In just three months, Sil develops into a 12-year-old girl. But she starts exhibiting odd behavior as she sleeps, indicative of violent tendencies. Fitch decides to terminate the experiment, which means killing Sil by filling her containment cell with cyanide gas. A betrayed Sil breaks out of her cell and escapes. Fitch (who is the worst) puts together a crack team to track her down and eliminate her: mercenary Preston Lennox (Madsen); a molecular biologist named Dr. Laura Baker (a pre-CSI Marg Helgenberger); anthropologist Dr. Stephen Arden (Alfred Molina), and an "empath" named Dan Smithson (Forest Whitaker).
Sil won't be easy to find. Not only does she evade detection and hop on a train to Los Angeles, but she also transforms into a cocoon stage en route, emerging as a fully grown female (Natasha Henstridge) upon arrival. She's smart and resourceful, too—and very deadly when she feels her survival is threatened, which is often. The team must locate Sil before she manages to mate and produce equally rapid-developing offspring. At least they can follow all the bodies: a tramp on the train, a train conductor, a young woman in a nightclub, a rejected suitor, etc. Of course, she finally manages to mate—with an unsuspecting Arden, no less—and gives birth in the labyrinthine LA sewers, before she and her hybrid son meet their grisly demises.
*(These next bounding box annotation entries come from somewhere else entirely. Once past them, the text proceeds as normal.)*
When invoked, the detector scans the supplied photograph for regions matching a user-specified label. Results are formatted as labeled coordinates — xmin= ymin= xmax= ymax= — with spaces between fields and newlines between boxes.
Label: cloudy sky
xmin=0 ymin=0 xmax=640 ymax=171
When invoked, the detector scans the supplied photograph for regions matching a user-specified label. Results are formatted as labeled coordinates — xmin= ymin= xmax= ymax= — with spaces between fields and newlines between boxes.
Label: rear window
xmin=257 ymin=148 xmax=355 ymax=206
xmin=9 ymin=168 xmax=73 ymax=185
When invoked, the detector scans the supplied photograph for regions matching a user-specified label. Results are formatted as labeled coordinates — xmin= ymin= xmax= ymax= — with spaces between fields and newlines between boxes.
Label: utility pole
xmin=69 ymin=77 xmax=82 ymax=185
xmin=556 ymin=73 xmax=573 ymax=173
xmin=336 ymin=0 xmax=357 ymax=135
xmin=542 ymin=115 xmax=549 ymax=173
One can only admire H.R. Giger's striking alien design; he wanted to create a monster who was "an aesthetic warrior, also sensual and deadly," and he very much delivered on that vision. He had also wanted several stages of development for Sil, but in the end, the filmmakers kept things simple, limiting themselves to the cocoon stage that shepherded young Sil through puberty and Sil's final alien maternal form with translucent skin—described as being "like a glass body but with carbon inside."
That said, Giger didn't much care for the final film. He thought it was much too similar to the Alien franchise, which boasts his most famous creature design, the xenomorph. For instance, there is the same punching tongue (Giger had wanted to incorporate barbed hooks for Sil), and Sil giving birth seems eerily akin to Alien's famous "chestburster" scene. Giger did manage to convince the director to have the team ultimately take out Sil with a fatal shot to the head rather than with flame-throwers, which he felt was too derivative of Alien 3 and Terminator 2: Judgment Day.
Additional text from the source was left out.